Cardiac safety concerns have become one of the leading causes of drug failure in the pharmaceutical industry. Currently the FDA mandates both preclinical and clinical cardiac safety studies for all new drugs in development. The purpose of these studies is to predict if a drug will cause dangerous, possibly lethal, side-effects in humans.
Current methods of cardiotoxicity prediction rely on multiple models with limited utility due to their animal (non-human) or non-cardiac origin, hurdles that add to the uncertainty and already high costs of drug development.
With this SBIR grant, CDI will use human pluripotent stem cells to derive pure populations of cardiomyocytes (atrial, ventricular, and nodal) for development of preclinical models to predict cardiac toxicity in humans during the early stages of drug discovery. These models will allow for early detection of drug toxicity and significantly reduce the chances of a cardiotoxic compound from ever reaching a clinical population, thus improving the overall efficiency and safety of the drug development process.
“A clear priority for the pharmaceutical industry is to be able to detect the potential toxicity of a compound long before evaluating it in patients,” said CDI founder Craig January, a leading international authority in the field of cardiac arrhythmias and a practicing cardiologist and professor at the University of Wisconsin-Madison, School of Medicine and Public Health.

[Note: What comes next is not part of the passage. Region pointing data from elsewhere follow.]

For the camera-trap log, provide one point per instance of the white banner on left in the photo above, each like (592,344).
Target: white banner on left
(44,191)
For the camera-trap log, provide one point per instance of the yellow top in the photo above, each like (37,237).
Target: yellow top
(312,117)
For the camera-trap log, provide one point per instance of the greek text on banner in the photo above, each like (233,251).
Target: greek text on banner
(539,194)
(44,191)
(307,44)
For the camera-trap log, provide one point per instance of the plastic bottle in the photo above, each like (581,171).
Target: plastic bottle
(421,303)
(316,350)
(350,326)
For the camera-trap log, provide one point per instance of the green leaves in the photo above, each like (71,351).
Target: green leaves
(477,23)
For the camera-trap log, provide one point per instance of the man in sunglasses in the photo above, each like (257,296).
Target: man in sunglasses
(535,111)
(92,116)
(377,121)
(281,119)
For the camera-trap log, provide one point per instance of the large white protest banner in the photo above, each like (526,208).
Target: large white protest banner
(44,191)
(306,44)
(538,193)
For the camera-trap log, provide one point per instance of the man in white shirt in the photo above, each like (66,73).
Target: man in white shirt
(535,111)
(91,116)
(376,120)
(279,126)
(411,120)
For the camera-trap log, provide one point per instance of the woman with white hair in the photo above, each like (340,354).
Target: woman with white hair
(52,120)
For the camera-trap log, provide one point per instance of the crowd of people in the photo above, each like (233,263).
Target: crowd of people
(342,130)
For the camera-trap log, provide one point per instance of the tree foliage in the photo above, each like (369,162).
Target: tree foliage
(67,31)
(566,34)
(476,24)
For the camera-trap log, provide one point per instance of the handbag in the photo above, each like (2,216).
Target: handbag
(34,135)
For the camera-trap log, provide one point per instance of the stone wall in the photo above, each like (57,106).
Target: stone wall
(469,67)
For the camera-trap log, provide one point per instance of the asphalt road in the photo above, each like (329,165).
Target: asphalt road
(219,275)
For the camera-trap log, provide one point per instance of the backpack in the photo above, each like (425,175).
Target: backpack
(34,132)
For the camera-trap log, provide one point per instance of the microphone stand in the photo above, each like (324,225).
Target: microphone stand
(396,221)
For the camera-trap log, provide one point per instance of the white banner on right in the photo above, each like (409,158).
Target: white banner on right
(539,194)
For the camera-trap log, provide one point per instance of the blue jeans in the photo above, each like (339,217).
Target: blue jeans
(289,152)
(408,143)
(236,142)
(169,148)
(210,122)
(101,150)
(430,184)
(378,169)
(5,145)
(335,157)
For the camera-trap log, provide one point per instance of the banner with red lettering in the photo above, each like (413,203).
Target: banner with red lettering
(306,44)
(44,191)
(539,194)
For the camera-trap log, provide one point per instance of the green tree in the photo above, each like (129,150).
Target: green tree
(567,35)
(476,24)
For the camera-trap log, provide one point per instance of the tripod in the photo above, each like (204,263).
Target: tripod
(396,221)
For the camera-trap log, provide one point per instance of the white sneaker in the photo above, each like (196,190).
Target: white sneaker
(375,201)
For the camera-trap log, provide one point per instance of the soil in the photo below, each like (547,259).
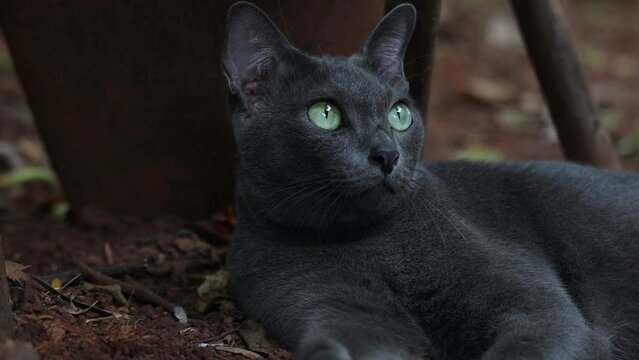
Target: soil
(485,103)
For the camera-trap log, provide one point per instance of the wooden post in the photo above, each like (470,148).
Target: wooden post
(563,83)
(6,322)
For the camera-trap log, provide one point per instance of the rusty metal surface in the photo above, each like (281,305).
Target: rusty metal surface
(129,98)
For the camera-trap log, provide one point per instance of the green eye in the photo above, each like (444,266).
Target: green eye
(399,117)
(325,115)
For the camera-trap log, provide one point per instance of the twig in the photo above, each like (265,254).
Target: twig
(77,303)
(138,290)
(222,335)
(563,82)
(108,253)
(6,323)
(115,270)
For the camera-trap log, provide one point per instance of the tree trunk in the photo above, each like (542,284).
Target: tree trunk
(563,83)
(6,321)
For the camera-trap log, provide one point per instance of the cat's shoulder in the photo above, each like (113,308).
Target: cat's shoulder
(534,169)
(538,174)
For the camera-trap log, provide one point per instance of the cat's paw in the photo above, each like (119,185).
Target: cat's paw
(322,349)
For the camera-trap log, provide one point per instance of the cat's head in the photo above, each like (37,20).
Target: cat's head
(322,141)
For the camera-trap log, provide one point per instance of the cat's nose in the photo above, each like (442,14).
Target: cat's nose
(386,159)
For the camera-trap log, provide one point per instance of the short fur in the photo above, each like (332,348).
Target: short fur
(454,260)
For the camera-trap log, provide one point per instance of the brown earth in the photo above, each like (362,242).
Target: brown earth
(485,104)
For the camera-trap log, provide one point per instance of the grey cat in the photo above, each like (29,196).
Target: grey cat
(348,248)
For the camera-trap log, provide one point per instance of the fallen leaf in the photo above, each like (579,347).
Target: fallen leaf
(191,244)
(15,271)
(513,119)
(56,283)
(478,153)
(239,351)
(214,284)
(18,350)
(489,91)
(114,290)
(254,336)
(28,174)
(629,144)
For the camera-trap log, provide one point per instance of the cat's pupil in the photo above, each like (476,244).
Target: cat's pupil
(327,109)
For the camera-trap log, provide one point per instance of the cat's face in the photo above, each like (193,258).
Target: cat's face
(322,141)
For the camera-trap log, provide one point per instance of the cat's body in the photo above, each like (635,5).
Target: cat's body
(342,253)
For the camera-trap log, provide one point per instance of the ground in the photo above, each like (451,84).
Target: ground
(485,104)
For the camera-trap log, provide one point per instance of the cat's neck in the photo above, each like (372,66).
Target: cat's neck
(251,213)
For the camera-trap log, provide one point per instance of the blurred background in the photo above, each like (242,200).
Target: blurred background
(485,102)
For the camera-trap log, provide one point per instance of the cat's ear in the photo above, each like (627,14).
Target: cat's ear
(385,48)
(252,52)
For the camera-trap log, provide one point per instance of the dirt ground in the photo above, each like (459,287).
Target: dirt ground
(485,104)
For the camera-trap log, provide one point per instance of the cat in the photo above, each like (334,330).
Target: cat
(348,247)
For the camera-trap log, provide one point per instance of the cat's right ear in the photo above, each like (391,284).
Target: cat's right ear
(252,52)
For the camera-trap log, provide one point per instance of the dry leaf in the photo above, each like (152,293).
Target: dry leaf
(15,271)
(18,350)
(239,351)
(254,336)
(191,244)
(489,91)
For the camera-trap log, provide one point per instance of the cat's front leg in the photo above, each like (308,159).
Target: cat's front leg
(357,339)
(549,336)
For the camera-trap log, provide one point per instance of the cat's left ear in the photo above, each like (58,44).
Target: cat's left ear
(385,48)
(253,53)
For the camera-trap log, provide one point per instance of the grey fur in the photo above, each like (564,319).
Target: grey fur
(454,260)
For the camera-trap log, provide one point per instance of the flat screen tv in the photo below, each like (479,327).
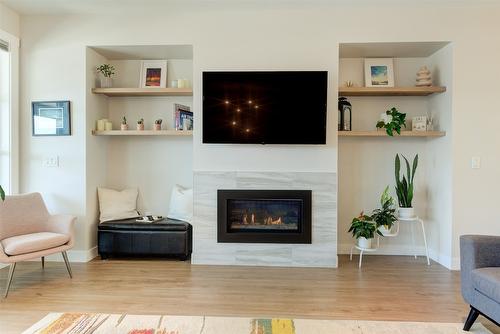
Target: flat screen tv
(284,107)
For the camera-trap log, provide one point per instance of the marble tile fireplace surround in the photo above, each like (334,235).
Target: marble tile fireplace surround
(320,252)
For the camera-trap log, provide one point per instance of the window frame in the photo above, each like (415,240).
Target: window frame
(14,45)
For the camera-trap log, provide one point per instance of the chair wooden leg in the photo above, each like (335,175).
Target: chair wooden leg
(9,278)
(473,314)
(66,261)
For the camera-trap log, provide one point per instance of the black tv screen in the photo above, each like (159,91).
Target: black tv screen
(285,107)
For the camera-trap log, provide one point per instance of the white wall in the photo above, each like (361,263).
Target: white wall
(271,36)
(366,165)
(9,21)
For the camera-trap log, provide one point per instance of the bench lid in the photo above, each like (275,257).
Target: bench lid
(165,224)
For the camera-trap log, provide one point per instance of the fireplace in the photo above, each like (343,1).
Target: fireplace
(264,216)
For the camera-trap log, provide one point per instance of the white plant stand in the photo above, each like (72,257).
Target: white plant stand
(411,220)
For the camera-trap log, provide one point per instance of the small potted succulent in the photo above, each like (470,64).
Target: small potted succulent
(107,71)
(124,125)
(391,121)
(363,229)
(405,186)
(385,217)
(140,124)
(157,125)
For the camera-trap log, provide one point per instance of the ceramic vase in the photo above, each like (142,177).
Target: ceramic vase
(106,82)
(364,243)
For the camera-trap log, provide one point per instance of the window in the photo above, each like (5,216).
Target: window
(8,113)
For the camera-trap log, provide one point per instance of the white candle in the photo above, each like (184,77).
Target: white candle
(100,125)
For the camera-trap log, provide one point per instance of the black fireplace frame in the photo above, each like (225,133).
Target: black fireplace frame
(302,236)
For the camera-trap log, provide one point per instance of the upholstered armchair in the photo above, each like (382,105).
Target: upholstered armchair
(28,231)
(480,274)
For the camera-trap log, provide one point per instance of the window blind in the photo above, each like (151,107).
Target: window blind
(4,45)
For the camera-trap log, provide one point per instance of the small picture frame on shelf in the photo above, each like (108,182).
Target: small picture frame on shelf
(51,118)
(154,74)
(379,72)
(419,123)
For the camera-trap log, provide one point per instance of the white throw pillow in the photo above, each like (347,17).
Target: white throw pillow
(181,204)
(115,205)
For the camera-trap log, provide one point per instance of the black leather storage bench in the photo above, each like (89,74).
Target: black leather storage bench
(127,237)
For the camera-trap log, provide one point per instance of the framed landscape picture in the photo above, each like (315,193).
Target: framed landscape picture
(154,74)
(51,118)
(379,72)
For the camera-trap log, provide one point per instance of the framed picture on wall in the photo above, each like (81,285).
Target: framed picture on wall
(154,74)
(379,72)
(51,118)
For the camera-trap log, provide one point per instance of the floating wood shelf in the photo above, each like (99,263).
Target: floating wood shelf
(143,91)
(390,91)
(384,134)
(142,133)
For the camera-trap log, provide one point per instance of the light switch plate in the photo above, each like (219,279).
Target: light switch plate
(51,161)
(476,162)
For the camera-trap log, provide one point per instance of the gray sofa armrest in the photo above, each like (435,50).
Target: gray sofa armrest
(477,251)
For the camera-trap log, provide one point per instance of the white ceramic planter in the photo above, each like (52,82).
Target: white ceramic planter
(106,82)
(364,243)
(406,213)
(384,230)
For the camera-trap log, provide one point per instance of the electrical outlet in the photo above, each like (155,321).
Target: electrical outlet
(476,162)
(51,161)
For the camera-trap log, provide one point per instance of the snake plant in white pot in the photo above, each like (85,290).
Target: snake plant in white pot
(404,186)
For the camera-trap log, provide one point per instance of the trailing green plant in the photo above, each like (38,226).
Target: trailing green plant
(392,121)
(385,216)
(404,186)
(106,69)
(363,226)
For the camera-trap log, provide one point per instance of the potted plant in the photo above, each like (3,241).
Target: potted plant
(404,186)
(158,124)
(140,124)
(124,125)
(107,71)
(385,217)
(363,229)
(391,121)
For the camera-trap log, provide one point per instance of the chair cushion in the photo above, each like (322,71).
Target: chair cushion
(34,242)
(487,281)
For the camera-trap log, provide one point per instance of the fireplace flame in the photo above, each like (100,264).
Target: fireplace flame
(267,221)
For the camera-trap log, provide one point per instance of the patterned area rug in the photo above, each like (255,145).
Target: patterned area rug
(89,323)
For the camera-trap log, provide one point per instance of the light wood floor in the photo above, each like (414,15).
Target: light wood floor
(386,288)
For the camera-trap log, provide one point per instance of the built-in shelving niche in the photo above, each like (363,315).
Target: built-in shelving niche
(152,161)
(366,155)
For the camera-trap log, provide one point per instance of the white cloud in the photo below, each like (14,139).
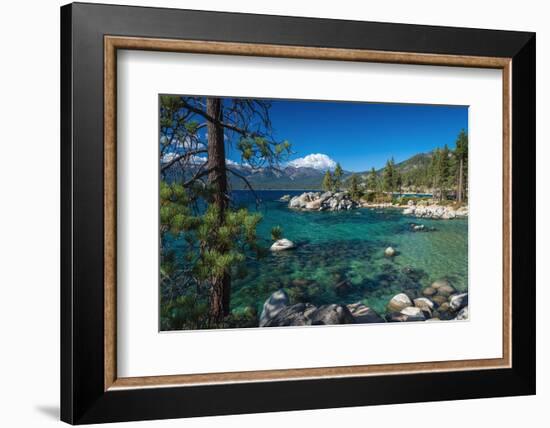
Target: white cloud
(314,160)
(195,160)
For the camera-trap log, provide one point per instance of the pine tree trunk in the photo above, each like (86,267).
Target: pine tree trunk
(217,178)
(460,187)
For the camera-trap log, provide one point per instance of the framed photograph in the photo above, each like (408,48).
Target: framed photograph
(266,213)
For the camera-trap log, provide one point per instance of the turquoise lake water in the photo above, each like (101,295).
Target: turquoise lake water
(348,248)
(333,247)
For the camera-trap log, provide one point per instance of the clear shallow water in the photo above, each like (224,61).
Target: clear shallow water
(336,247)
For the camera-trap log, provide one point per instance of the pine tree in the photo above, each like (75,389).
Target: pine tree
(328,183)
(372,180)
(444,171)
(389,176)
(354,187)
(196,160)
(398,181)
(461,153)
(338,173)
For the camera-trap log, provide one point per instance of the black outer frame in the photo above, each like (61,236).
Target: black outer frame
(83,399)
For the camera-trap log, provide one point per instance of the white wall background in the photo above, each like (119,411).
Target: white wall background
(29,214)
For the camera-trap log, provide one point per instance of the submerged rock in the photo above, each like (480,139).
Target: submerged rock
(458,301)
(294,315)
(328,201)
(282,244)
(424,304)
(407,314)
(389,252)
(363,314)
(435,211)
(463,314)
(331,314)
(429,291)
(273,305)
(398,302)
(443,287)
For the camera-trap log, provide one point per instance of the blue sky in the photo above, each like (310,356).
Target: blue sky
(364,135)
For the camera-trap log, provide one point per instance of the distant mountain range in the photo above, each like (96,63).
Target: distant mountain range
(303,178)
(284,178)
(300,178)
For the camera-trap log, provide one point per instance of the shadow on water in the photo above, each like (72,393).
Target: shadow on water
(340,272)
(340,256)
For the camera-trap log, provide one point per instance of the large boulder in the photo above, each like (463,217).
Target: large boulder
(363,314)
(273,305)
(443,287)
(398,302)
(458,301)
(331,314)
(282,244)
(294,315)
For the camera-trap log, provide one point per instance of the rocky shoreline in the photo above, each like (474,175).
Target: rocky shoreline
(327,201)
(342,201)
(438,302)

Chris Kendrick-Parker, CDI Chief Commercial Officer, concurs, “We believe that cardiac safety testing can best be accomplished using human cardiomyocytes, and this NIH grant enables CDI to build on our innovative pluripotent stem cell technology to create these cells in quantities required for drug development.”
This is the second SBIR grant awarded CDI this year, with a combined total of approximately $1 million.